Na falta de provas científicas da eficácia do fitoterápico, os especialistas em emagrecimento atribuem os eventuais casos de sucesso ao efeito placebo e aos esforços paralelos. Quando alguém se propõe a perder peso, pelo menos no início do processo, costuma adotar uma dieta de baixas calorias e dar início a um programa de atividade física. “Nesse contexto, quando se inclui um remédio como esse, é difícil perceber o que, de fato, proporcionou a perda de peso”, diz a nutricionista Ana Maria Lottenberg, do Hospital das Clínicas, de São Paulo. O único trabalho sobre o impacto do Caralluma na redução de peso foi publicado em maio de 2007, na revista americana Appetite, e acompanhou cinquenta homens e mulheres, de 25 a 60 anos, por sessenta dias. Para os médicos e pesquisadores mais ortodoxos, esse trabalho não seguiu os preceitos metodológicos das pesquisas científicas rigorosas. Um composto só tem sua eficácia e seus riscos devidamente comprovados quando é testado em grandes populações, por longos períodos de tempo. A venda das cápsulas de Caralluma pela internet é irregular. Nas farmácias de manipulação, elas só poderiam ser obtidas mediante a prescrição de um médico – que, ao receitá-las, assume a responsabilidade sobre seu uso.
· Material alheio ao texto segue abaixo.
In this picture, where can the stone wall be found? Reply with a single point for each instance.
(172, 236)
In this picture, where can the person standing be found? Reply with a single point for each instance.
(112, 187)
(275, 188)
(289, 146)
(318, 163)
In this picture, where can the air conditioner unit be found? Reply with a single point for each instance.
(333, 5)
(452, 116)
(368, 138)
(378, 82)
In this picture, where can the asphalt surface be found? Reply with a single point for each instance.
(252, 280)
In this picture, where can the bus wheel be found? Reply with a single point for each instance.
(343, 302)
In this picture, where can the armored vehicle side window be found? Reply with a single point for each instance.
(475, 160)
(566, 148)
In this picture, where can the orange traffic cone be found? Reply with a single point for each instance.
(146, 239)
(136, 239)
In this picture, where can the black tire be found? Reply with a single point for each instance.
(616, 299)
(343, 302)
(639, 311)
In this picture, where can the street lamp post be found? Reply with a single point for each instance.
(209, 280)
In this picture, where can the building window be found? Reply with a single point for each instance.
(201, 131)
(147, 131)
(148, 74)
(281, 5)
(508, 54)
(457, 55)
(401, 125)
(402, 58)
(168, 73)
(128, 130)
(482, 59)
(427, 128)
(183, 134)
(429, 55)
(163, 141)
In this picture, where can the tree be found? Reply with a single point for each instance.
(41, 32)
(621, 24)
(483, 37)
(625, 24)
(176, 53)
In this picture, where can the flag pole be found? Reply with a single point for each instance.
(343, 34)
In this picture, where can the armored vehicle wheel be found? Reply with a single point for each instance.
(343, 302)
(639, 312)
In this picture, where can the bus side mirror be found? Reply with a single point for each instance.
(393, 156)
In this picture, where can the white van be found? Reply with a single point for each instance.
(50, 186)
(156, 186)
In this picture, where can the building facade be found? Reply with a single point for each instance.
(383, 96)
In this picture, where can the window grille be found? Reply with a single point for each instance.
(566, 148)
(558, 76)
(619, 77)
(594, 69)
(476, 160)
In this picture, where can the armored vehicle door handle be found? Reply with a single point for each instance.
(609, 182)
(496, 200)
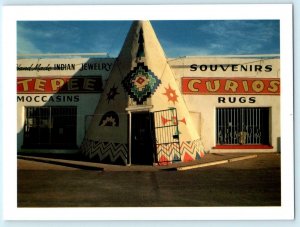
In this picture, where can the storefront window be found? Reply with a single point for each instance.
(50, 127)
(242, 126)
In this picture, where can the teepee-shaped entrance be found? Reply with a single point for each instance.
(141, 117)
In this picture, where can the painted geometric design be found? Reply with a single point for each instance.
(103, 150)
(140, 83)
(191, 150)
(171, 94)
(110, 118)
(167, 153)
(173, 120)
(113, 91)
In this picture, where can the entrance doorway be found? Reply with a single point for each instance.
(142, 138)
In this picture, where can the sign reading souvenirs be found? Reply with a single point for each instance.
(28, 85)
(226, 86)
(62, 66)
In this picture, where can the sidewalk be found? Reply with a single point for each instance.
(208, 160)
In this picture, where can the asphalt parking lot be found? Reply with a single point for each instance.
(249, 182)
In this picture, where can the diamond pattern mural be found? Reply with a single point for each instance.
(140, 83)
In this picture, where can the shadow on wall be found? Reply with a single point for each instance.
(55, 107)
(279, 144)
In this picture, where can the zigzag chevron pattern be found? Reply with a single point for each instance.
(167, 152)
(191, 150)
(92, 148)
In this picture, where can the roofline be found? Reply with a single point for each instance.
(64, 54)
(235, 56)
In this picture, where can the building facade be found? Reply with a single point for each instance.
(234, 101)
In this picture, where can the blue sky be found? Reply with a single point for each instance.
(178, 38)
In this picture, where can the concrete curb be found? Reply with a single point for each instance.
(215, 163)
(109, 168)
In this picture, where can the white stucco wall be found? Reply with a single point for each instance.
(202, 107)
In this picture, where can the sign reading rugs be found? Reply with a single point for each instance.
(227, 86)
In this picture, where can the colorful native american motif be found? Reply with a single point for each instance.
(113, 91)
(188, 151)
(112, 152)
(140, 83)
(171, 94)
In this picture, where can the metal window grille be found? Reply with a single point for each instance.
(53, 126)
(167, 133)
(242, 126)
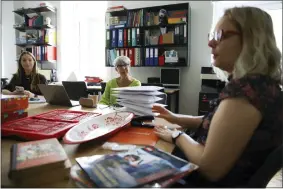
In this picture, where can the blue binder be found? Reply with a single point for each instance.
(120, 38)
(147, 57)
(151, 63)
(155, 57)
(134, 37)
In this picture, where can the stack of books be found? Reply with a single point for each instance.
(141, 167)
(138, 100)
(38, 163)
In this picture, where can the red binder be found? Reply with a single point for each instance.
(125, 38)
(132, 56)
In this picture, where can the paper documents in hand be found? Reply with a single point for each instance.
(139, 100)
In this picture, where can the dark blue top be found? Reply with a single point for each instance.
(265, 94)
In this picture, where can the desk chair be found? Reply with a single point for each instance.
(271, 166)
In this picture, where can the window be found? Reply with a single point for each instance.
(83, 39)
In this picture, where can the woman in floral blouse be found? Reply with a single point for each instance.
(233, 140)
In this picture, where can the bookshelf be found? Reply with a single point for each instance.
(136, 33)
(37, 35)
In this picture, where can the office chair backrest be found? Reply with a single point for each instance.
(271, 166)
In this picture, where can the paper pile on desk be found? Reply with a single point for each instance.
(138, 100)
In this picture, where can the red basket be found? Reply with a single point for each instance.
(51, 124)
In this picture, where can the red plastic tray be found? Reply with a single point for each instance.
(51, 124)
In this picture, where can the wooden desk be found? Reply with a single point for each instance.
(73, 151)
(170, 93)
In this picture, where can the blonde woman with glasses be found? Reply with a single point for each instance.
(27, 77)
(122, 66)
(233, 140)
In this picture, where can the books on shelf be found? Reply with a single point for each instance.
(139, 167)
(116, 8)
(34, 161)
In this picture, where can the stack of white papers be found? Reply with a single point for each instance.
(138, 100)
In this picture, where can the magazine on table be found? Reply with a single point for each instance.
(138, 167)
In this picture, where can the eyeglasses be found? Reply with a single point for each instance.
(221, 34)
(122, 66)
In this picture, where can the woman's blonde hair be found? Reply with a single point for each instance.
(259, 50)
(122, 60)
(34, 75)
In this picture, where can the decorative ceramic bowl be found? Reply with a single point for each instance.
(98, 127)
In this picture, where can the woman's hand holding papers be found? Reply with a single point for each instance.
(164, 113)
(164, 133)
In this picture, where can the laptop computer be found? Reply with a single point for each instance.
(56, 95)
(75, 89)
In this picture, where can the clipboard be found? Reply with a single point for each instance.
(136, 136)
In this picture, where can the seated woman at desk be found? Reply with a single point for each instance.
(232, 142)
(122, 65)
(26, 77)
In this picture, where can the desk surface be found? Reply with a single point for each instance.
(73, 151)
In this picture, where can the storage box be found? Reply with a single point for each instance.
(153, 40)
(168, 38)
(11, 103)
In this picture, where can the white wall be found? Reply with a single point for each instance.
(201, 21)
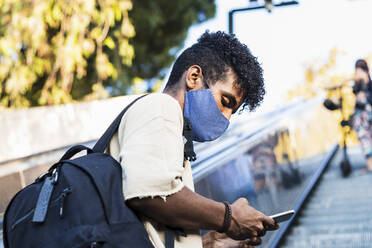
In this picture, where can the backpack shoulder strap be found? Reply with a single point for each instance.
(103, 142)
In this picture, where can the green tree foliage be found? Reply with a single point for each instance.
(161, 29)
(58, 51)
(48, 47)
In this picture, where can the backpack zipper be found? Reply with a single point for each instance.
(60, 199)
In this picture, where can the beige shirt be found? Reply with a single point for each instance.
(149, 146)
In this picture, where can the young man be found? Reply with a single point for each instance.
(209, 82)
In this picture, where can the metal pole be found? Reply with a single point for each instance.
(231, 12)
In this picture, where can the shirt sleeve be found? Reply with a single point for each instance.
(151, 148)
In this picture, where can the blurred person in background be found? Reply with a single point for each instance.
(362, 117)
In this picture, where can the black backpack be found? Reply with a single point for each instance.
(78, 203)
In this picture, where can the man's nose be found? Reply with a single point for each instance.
(227, 113)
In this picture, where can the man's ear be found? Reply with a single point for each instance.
(194, 78)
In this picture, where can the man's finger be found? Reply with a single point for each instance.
(270, 224)
(254, 241)
(262, 233)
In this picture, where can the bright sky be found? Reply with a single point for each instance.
(290, 37)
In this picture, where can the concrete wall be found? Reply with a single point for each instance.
(29, 131)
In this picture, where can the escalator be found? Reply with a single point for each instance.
(274, 160)
(338, 212)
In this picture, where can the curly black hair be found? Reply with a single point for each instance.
(216, 53)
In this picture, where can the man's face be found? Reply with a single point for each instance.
(227, 94)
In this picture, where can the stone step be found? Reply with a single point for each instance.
(332, 240)
(345, 210)
(363, 217)
(329, 203)
(305, 230)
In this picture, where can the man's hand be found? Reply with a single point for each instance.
(214, 239)
(247, 222)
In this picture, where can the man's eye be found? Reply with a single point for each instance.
(225, 101)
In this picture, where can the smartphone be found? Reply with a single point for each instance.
(284, 216)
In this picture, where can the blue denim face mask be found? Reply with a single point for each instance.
(207, 121)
A fama do Caralluma como potente redutor de apetite remonta a um velho costume do sul da Índia. Em geral, ele é consumido cozido na água, com temperos, como qualquer legume; ou cru, na salada. Em algumas regiões, é comum encontrar o Caralluma em conserva. Entre as camadas mais pobres da população, ele é conhecido como a “comida da escassez”. Homens, mulheres e crianças têm o hábito de mastigar o seu caule para driblar a fome e aumentar a resistência física. Daí a encapsular o cacto e anunciá-lo como redutor de apetite na guerra contra a balança há um abismo enorme. Mas vá tentar convencer as mulheres aflitas por emagrecer… Este é o verão do Caralluma, mas já houve o do porangaba,Hoodia gordonii e caseolamina, entre outros fitoterápicos (veja o quadro). Para se ter uma ideia da esperteza dos vendedores, quando o chá-de-bugre é apresentado com o seu nome científico,Cordia ecalyculata vell, ele se transforma num potente destruidor de gordura abdominal, a versão natural do remédio rimonabanto, retirado do mercado em 2008. Vale lembrar que, seja como chá-de-bugre ou como Cordia ecalyculata vell, a erva não funciona para afinar o corpo. Com 44 anos de profissão, o endocrinologista Alfredo Halpern, da Universidade de São Paulo, até hoje fica espantado: “Como é que alguém ainda acredita que é possível emagrecer sem ter trabalho?” Por trabalho, entenda-se fechar a boca e suar na ginástica.